Echelon
Echelon named for a global intelligence agency with links to the NSA and the British MI5 opens with narrator William Mansfield recounting in awe the rise and fall of voice technologies pioneer John Ingleton. The storytelling slant comes off like the concentrated hero worship of Philip Roth’s American Pastoral. “I write a book about him because he reminds me that we are made for greatness but that we allow society to program us for mediocrity.” The specific relationship is shortly clarified with a twist that radically redefines the narrative’s nature.
Early-frame protagonist Ingleton runs afoul of the US intelligence community and the Pentagon by nearly cornering the entire field of speech-mining his coveted knowledge crucial to an unprecedented boom in industrial espionage. Ingleton’s business partner also attracts negative attention by securing funding for buyouts from sources hostile to the American government. The net closes and options are death or disappearance.
Pragmatic individualism is the dominant philosophy of a self-fascinated boldly scamming Ingleton who says “‘Being ethical in an unethical world is a losing strategy.’” His chronicler’s worldview is essentially similar but tempered by the experience of substantial losses and uncertain prospects. Mansfield writes about Ingleton from a soft purgatory in the paradisical Seychelles where he hopes to be invisible to various spook organizations. A relationship with an island woman named Sutkin includes discussion of cutthroat business practices and behavior studies such as Prisoner’s Dilemma. He warns her to expect people to let each other down: “’If you think there is good in everybody you definitely have not met everybody.”

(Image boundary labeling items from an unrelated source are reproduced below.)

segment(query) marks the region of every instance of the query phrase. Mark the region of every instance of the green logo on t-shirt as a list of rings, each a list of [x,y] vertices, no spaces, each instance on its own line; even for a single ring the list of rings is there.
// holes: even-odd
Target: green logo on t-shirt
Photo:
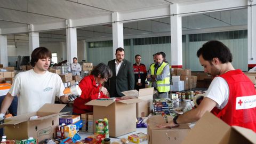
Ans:
[[[48,87],[45,88],[45,89],[44,90],[44,91],[45,91],[45,92],[49,92],[49,91],[51,91],[52,89],[53,89],[52,87]]]

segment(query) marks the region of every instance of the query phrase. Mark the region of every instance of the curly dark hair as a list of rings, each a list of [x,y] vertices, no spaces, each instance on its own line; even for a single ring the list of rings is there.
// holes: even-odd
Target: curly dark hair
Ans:
[[[232,62],[232,54],[227,46],[218,41],[211,41],[204,44],[196,53],[197,57],[202,55],[204,60],[211,62],[214,58],[218,58],[222,63]]]
[[[112,77],[112,71],[109,67],[104,63],[101,62],[98,65],[91,73],[91,75],[97,77],[100,75],[102,78],[109,78]]]
[[[124,51],[124,49],[122,47],[118,47],[117,49],[116,49],[116,53],[117,53],[117,51],[120,51],[120,52],[122,52],[122,51]]]
[[[31,54],[30,65],[32,67],[35,67],[35,65],[38,61],[39,59],[45,59],[46,58],[52,58],[51,51],[45,47],[38,47],[34,50]]]

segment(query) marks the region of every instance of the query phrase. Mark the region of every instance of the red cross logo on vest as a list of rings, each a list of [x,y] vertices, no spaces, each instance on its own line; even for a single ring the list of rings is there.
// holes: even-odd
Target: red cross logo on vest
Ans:
[[[239,100],[238,101],[238,104],[240,105],[240,106],[242,105],[242,103],[243,103],[243,101],[242,101],[241,100]]]

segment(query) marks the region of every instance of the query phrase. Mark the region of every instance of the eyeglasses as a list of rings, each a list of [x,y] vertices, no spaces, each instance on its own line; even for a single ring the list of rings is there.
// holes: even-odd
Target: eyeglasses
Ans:
[[[105,77],[105,78],[103,78],[103,80],[104,80],[104,81],[105,81],[105,82],[107,82],[107,81],[108,81],[108,78]]]

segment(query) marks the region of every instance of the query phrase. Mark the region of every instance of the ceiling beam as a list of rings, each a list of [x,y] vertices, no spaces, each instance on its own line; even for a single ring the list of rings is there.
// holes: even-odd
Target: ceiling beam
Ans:
[[[178,4],[179,10],[177,13],[170,14],[170,4],[163,5],[155,7],[138,9],[130,11],[118,12],[119,15],[118,22],[123,23],[153,19],[170,17],[171,15],[180,15],[180,16],[191,15],[193,14],[208,13],[211,12],[239,9],[247,7],[247,1],[245,0],[221,0],[207,2],[200,1],[196,3],[182,3]],[[196,7],[196,9],[195,9]],[[218,7],[218,9],[216,9]],[[112,21],[111,13],[106,12],[105,14],[95,15],[94,17],[84,18],[77,19],[71,19],[71,27],[80,28],[95,25],[102,25],[116,22]],[[61,20],[46,23],[33,23],[34,32],[55,30],[66,29],[65,20]],[[28,27],[20,28],[2,28],[0,35],[9,35],[17,33],[28,32]]]

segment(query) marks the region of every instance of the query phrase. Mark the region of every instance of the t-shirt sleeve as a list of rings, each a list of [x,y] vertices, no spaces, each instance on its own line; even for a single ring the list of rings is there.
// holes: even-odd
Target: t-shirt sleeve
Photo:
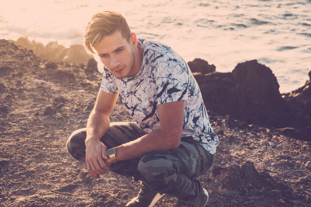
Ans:
[[[189,73],[185,63],[171,58],[157,63],[155,78],[158,104],[188,99]]]
[[[109,93],[115,93],[118,91],[117,85],[112,76],[109,71],[104,68],[100,88],[102,90]]]

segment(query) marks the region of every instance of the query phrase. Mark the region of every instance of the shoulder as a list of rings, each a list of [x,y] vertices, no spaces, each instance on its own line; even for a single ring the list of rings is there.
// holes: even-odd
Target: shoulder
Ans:
[[[182,57],[169,46],[159,42],[145,40],[146,48],[144,56],[146,56],[151,65],[178,65],[186,67],[185,62]]]

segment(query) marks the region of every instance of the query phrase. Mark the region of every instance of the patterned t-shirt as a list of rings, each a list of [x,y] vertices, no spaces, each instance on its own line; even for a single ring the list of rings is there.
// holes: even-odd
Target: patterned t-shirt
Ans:
[[[159,128],[158,105],[185,100],[182,137],[192,136],[215,154],[219,144],[210,124],[201,92],[189,66],[169,47],[139,38],[145,47],[140,70],[130,78],[118,79],[104,68],[101,89],[118,91],[134,119],[147,133]]]

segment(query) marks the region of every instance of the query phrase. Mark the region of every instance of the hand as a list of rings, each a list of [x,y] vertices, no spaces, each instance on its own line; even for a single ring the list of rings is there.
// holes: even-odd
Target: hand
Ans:
[[[107,148],[97,139],[87,140],[85,145],[87,169],[92,176],[99,178],[100,175],[111,169],[110,164],[106,160],[109,158],[107,155]]]

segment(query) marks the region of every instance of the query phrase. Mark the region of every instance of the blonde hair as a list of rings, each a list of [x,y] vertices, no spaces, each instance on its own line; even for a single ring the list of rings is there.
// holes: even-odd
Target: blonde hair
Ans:
[[[85,27],[83,37],[84,46],[88,53],[95,54],[94,47],[105,36],[118,30],[129,43],[131,29],[125,19],[120,13],[104,11],[94,15]]]

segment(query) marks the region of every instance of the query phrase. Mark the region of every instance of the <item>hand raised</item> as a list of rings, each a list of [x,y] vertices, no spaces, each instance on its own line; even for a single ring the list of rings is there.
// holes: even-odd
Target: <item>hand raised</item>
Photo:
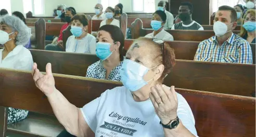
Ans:
[[[32,75],[35,81],[35,86],[40,89],[46,96],[52,93],[55,89],[55,82],[52,73],[52,65],[46,65],[46,74],[42,74],[37,69],[37,65],[34,63]]]
[[[168,124],[177,117],[178,100],[174,86],[157,85],[151,88],[149,97],[157,115],[163,124]]]

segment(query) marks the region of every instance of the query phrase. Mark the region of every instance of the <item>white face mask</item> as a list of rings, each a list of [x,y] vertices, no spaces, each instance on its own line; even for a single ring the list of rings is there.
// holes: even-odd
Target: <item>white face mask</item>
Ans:
[[[12,38],[9,39],[9,35],[14,33],[14,32],[8,34],[7,32],[0,30],[0,44],[4,45],[7,42],[11,40]]]
[[[252,9],[255,7],[255,4],[252,2],[248,2],[246,3],[246,7],[248,9]]]
[[[227,26],[223,22],[220,21],[216,21],[213,24],[213,31],[214,31],[215,35],[217,36],[222,36],[225,35],[225,34],[231,31],[232,30],[230,30],[227,31]]]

This spy-thriller achieves a greater immediacy by integrating facts regarding well-known information and software companies going so far as to include Microsoft’s Bill Gates as a snidely quirky secondary character. Insights into entrepreneurial strategies and the appalling extent of surveillance in the brave new world are presented with obviously earned authority. The author reaches for overmuch detail though by listing amounts of money involved in acquisitions and tax-reduction plans. Completely inexcusable are the many crossed-out words left in the text.
Author Walter De Brouwer is a Belgian collateral thinker into technologies of the future best known for founding the blue-sky research company Starlab. His education in Philology and Semiotics followed a series of publishing ventures. Today he divides time between teaching entrepreneurship at Cambridge and Monaco and newer business ventures. Echelon smartly caters to those with knowledge of the I.T. sector. The story distinguishes itself for the better by favoring fresh character-revealing theoretical discussion over traditional thriller action. Readers can be sure they haven’t seen a clone of this work under another title.